Early warning, not final verdict
We want to be precise about the current value of streaming classification. It is not a replacement for post-hoc scoring — it is an early warning system.
In a production setting, this means:
- During generation: monitor the EMA of probe scores. If it crosses a policy-specific threshold, you have a strong signal that a violation is developing. You can interrupt generation, flag for review, escalate to more powerful models, or take other action — critically, before the user sees the complete violating output.
- After generation: run the full post-hoc score (the probe at the ANSWER token position, or CoPE directly) for a definitive classification. This remains the most accurate signal.
The streaming signal is most valuable when the cost of late detection is high — real-time chat, voice interfaces, agentic systems that take actions based on LLM output.

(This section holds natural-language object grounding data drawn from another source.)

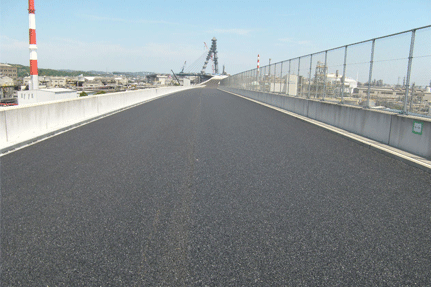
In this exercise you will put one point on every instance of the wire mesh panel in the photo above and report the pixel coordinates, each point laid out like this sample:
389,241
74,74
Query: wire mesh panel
318,76
357,73
389,72
419,99
304,75
334,66
293,78
284,72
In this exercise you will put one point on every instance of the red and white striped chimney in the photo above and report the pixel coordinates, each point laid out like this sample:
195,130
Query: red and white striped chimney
34,79
258,62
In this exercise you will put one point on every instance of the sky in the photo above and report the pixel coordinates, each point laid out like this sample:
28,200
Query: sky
157,36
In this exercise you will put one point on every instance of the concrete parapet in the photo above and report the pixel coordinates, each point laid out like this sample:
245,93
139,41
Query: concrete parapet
403,134
24,123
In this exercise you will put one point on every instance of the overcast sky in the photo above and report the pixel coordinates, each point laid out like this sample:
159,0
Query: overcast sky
158,36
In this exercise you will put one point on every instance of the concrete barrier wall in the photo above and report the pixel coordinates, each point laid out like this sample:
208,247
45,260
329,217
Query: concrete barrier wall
403,137
18,124
388,128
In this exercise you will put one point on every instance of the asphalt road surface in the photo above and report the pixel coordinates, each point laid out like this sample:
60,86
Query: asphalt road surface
202,188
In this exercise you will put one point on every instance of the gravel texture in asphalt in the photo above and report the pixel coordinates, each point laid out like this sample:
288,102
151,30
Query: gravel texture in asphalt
202,188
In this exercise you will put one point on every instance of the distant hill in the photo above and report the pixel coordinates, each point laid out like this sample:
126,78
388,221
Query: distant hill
24,71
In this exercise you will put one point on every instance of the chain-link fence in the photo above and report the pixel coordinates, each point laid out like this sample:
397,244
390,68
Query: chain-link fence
389,73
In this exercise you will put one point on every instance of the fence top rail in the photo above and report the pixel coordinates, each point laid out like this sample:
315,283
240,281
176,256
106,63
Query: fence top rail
332,49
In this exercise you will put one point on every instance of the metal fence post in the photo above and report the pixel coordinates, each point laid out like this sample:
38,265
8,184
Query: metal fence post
370,74
309,76
299,82
343,78
325,73
288,81
281,75
409,69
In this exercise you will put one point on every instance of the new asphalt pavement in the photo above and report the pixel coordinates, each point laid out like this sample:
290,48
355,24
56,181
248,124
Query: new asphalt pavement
202,188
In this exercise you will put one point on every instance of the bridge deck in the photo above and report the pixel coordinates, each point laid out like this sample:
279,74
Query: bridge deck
204,188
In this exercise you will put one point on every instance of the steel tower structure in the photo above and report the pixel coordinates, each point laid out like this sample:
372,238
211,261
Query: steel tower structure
212,54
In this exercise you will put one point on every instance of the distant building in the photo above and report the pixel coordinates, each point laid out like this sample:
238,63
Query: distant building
45,95
8,71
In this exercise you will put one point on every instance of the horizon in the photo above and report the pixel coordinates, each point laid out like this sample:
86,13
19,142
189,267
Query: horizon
84,39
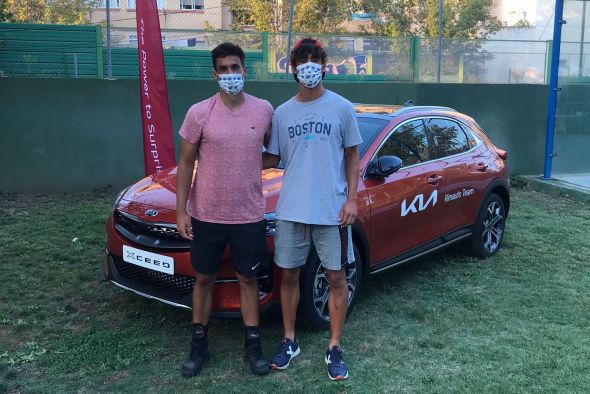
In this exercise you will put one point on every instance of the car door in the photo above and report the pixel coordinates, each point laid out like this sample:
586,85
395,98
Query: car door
405,206
465,170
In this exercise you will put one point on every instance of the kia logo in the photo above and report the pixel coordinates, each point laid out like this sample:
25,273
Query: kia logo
151,212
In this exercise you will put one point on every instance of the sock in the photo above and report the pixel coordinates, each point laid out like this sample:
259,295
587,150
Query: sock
252,335
199,332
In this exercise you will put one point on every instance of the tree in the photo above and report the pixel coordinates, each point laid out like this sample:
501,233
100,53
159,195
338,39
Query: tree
310,16
73,12
404,18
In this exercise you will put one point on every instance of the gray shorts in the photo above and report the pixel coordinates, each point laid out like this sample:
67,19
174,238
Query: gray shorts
293,241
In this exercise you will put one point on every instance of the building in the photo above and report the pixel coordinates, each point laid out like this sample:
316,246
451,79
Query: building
176,16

In these contexts, catching a violation 30 tokens early is worth more than catching it with marginally higher confidence after the fact.
Open methodology
This work is experimental. We're publishing it openly — including a tutorial notebook with full code — because we believe the technique is useful today and we want others to build on it.
Some open questions we'd like the community to explore:
- Better probes: would a small MLP improve separation on edge cases where the linear probe is uncertain?
- Automatic onset detection: can violation onset positions be inferred from the model's own attention patterns, eliminating the need for external annotation?
- Threshold calibration: what's the right framework for setting policy-specific streaming thresholds in production?
If you're working on real-time content safety for generative AI systems, we'd love to hear what you find. The probe weights, training scripts, and tutorial are all available on HuggingFace at zentropi-ai/cope-a-9b-stream-probe.